Thursday, February 28, 2008

Times v Sullivan

1. What is the significance of Times v. Sullivan:
· In American history? Opening up civil rights reporting, due process, actual malice.
· To lawyers? Get to argue more; but some more restrictions
· To working journalists? Get to say some negative things (as facts) without fearing as many lawsuits
· To you? Not much.
2. What were the rules of libel law for working journalists before Times v. Sullivan?
Restricted reporting of civil rights cases in southern U.S. And it was easier to claim defamation or libel for whatever reason.

3. What is "actual malice," and how did it change the rules?
During time of trial, didn’t have to prove actual malice to collect damages… so made it feel like publishers had to check all the facts in everything they published.
4. How could you cover Illinois statehouse politics if Times v. Sullivan hadn't been decided the way it was?
Wouldn’t be any reporting about politics in IL… since you pretty much couldn’t say anything bad.

Tuesday, February 26, 2008

Tradition, tradition. (Did I just plagiarize "Fiddler on the Roof"?)

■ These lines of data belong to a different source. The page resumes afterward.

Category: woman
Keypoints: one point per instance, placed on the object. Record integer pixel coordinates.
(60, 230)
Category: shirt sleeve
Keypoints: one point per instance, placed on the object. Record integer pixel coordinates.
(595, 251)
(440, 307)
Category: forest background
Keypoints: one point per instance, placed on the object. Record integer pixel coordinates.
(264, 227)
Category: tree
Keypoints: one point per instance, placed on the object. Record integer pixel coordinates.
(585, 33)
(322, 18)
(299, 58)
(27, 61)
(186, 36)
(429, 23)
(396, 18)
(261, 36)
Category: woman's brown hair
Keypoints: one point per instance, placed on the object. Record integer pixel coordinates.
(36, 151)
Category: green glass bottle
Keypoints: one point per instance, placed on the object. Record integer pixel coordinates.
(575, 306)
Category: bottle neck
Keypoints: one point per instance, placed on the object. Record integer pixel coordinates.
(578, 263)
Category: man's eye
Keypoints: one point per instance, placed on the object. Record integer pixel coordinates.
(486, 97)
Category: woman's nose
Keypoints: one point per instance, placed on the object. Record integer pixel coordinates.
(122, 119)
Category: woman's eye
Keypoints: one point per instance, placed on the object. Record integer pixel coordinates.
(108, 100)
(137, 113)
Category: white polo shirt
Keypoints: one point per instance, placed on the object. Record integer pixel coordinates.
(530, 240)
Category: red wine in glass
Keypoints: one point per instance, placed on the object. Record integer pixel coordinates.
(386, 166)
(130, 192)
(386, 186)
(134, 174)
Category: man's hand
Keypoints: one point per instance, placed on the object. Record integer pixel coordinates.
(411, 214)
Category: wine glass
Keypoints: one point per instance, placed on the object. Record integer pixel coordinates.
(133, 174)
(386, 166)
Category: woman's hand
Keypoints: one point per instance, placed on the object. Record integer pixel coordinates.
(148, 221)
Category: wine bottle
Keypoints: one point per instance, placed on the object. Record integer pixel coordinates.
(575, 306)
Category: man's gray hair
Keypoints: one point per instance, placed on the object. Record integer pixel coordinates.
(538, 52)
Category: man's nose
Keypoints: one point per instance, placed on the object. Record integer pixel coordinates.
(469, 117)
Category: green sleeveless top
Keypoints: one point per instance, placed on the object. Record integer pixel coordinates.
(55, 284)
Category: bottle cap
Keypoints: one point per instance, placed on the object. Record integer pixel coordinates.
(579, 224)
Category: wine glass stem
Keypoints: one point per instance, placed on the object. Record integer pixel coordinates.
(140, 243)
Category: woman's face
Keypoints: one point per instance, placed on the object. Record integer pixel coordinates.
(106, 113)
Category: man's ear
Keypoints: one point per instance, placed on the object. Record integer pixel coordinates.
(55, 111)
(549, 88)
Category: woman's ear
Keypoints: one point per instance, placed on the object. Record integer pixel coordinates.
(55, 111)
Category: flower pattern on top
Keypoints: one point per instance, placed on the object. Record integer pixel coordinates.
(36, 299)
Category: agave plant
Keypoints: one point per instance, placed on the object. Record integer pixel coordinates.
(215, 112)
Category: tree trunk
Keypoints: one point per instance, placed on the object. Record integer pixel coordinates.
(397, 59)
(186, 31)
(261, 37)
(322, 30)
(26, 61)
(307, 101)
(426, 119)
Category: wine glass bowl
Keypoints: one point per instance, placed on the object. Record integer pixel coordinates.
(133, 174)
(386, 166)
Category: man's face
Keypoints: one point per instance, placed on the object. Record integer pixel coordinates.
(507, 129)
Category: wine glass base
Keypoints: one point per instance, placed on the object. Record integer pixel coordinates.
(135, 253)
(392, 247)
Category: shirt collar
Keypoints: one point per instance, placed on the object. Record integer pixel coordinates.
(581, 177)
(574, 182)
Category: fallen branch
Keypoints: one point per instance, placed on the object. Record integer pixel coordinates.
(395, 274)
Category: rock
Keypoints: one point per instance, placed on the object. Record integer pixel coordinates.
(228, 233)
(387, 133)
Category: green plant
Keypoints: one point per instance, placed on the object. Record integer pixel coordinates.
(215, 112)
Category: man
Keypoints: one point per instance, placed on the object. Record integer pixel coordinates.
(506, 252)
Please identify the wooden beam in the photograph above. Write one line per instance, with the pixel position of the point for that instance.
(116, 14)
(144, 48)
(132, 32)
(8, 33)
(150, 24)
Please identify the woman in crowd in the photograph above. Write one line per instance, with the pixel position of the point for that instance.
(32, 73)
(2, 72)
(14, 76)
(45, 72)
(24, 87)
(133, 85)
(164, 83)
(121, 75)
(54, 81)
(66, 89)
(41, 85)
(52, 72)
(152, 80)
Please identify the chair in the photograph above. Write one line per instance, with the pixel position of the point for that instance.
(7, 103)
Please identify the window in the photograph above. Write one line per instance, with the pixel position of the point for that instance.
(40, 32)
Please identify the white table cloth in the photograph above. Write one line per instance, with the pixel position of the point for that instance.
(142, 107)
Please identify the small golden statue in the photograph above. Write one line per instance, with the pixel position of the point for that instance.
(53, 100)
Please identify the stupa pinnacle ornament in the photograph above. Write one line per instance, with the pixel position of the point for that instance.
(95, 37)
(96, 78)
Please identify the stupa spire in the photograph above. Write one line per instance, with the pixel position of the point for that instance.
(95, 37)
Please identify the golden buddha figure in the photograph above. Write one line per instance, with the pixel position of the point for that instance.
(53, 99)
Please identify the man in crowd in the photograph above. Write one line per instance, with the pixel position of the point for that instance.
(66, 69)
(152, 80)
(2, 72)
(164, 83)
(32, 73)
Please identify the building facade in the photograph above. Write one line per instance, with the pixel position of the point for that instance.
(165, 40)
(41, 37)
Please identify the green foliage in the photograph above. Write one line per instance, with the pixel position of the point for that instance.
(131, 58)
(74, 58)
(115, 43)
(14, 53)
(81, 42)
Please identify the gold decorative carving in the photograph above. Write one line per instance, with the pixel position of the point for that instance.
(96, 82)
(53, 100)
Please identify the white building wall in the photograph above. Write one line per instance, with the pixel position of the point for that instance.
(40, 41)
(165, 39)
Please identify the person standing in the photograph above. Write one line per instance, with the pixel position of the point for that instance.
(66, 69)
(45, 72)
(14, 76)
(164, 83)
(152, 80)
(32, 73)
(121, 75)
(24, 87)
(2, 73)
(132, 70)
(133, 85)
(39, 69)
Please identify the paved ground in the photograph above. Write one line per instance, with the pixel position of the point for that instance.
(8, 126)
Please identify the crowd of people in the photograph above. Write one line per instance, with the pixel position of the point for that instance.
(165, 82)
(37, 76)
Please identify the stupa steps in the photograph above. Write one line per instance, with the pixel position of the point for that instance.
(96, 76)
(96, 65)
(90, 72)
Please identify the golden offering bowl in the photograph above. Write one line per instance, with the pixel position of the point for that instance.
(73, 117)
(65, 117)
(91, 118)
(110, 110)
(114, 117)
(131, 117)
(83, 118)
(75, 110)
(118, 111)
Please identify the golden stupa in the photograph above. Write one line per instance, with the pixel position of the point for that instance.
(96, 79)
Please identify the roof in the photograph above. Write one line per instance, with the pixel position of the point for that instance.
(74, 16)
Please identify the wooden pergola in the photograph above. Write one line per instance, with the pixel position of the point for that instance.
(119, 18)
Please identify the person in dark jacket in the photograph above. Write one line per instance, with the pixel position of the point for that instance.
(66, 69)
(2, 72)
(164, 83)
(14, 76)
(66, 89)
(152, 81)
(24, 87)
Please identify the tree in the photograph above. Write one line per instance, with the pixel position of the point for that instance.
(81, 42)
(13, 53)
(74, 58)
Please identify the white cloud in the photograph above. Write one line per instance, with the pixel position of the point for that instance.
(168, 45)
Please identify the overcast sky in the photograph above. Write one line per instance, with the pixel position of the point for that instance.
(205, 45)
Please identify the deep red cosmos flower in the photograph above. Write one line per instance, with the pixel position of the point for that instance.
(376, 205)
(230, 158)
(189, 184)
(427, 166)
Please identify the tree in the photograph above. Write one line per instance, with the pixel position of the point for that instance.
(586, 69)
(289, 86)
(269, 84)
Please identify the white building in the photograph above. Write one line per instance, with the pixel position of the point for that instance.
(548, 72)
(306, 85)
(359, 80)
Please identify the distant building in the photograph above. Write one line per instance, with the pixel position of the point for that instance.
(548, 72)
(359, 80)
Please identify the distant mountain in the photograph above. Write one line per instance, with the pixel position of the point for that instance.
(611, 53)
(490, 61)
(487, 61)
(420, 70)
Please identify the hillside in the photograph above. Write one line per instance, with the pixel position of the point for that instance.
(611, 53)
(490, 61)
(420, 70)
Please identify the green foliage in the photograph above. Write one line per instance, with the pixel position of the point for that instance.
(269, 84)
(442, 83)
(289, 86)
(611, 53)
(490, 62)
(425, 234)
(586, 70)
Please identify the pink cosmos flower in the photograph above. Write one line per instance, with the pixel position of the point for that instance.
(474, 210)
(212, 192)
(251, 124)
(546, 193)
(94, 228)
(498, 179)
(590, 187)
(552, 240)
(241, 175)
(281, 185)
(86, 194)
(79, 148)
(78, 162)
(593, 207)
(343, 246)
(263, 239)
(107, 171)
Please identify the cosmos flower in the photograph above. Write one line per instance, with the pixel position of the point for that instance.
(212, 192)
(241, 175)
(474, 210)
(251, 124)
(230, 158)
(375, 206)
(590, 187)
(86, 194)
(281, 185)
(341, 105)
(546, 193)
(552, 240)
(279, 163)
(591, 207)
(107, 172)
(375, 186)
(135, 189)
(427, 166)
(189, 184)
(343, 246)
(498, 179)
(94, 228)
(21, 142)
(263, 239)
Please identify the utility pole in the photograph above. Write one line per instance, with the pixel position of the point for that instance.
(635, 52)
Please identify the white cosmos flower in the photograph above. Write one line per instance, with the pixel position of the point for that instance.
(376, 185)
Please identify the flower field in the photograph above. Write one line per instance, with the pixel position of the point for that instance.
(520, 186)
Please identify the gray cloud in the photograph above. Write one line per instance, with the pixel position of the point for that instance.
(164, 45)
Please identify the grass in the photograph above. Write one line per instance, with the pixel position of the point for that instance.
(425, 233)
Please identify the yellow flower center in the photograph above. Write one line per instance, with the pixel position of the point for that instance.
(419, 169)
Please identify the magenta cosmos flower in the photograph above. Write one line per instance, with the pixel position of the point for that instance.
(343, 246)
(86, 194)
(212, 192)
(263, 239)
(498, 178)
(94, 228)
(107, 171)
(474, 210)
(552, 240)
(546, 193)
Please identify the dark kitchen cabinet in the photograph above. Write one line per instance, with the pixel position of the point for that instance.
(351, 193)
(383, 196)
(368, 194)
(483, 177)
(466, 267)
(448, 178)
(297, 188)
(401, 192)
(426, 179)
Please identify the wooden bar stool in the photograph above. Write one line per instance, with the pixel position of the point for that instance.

I definitely don't spend a lot of time listening to political speeches, but since when do people expect speakers to cite sources? Informative academic lectures are clunky because it's all "according to", "Dr. Famous So-and-so says", blah, blah, blah. Academic writing and lecturing is drastically different than political speaking (or motivational speaking).
Political speeches are supposed to be persuasive. Regardless of your views on Obama, you have to acknowledge what an engaging speaker he is. He has an oratory style similar to black southern preachers. One common trait in that tradition is to weave quotes and phrases of popular culture into the speech.
I guess I don't get what the issue is here. This has decades of historical precedent. This is tradition.